Doğal deodorant PiperWai kampanyasını ele alalım. Kampanya, hedef kitlenin ilişki kurabileceği komik bir hikayeyle ürünün içeriklerini ve yararlarını vurgulamayı başarıyor. Ancak marka, sadece eğlendirmek ve eğitmekten fazlasını yapmak istiyordu. Bu amaçla, izleyiciler video boyunca deodorantı satın almak için bir bağlantıyı tıklamaya davet edildi. Bu tam dönüşüm hunisi yaklaşımıyla, milyonlarca görüntüleme elde edildi ve ülke çapındaki perakende satışlarda %250, Amazon satışlarında ise %70'lik bir artış sağlandı.
3. Önemli olan unsurları test etme ve ölçme
Dijital pazarlamacılar genellikle görüntüleme ve tıklama oranları gibi hedefler belirler.
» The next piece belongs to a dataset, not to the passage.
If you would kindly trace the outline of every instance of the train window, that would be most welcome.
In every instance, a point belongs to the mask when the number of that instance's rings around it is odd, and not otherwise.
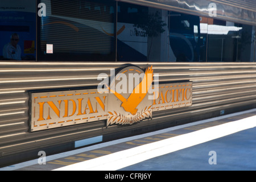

Ancak bu metrikleri düzgün bir şekilde hesaplayamadıkları gibi satış ve reklam harcamalarından elde edilen gelirle de doğru bir şekilde ilişkilendiremezler. Ancak doğrudan tüketiciye satış yapan markalar için en önemli hedef dönüşüm sayısıdır.
Dönüşüm hedeflerinize ulaştığınızdan emin olmanın en iyi yolu, dönüşüme giden yolu test etmektir. Bu nedenle, müşteriler için video çekerken senaryo ve film çekimi aşamalarında modüler biçimlerden yararlanıyoruz. Bu sayede, üzerinde deneme yapabileceğimiz çok daha fazla reklam öğemiz oluyor. Bir versiyonu test ederken edinme hedeflerimizi karşılamadığını görürsek, daha iyi olup olmayacağını görmek için onu hemen başka bir video montajıyla değiştirebiliyoruz.
Kendin Yap özellikli klima markası Mr. Cool için iki video çektik: Videolardan biri markaya, diğeri ise ürüne ve desteğe odaklanıyordu. Ürün ve desteğe odaklanan video, satışları bir yıldan kısa bir sürede yüzde yüzün üzerinde artırarak 10 milyon dolardan 26 milyon dolara çıkardı. Ancak biz her iki videoyu da test etmemiş olsaydık bunu bilemeyecektik. Yani, video kampanyanızı planlarken, birden çok versiyon çekmeyi, geri bildirim almak ve dönüşümleri izlemek için bunları küçük kitlelerle test etmeyi düşünün.
Doğrudan müşteriye satış yapan markaların pazarlamaya getirdikleri çok öğeli yaklaşım, minimum bütçeyle maksimum etki yaratmalarına yardımcı oluyor. Pazarlama bütçeleri ne olursa olsun tüm markalar, marka bilinirliğini ve net kârı artırmak için bu ilkeleri kampanyalarına uygulayabilir.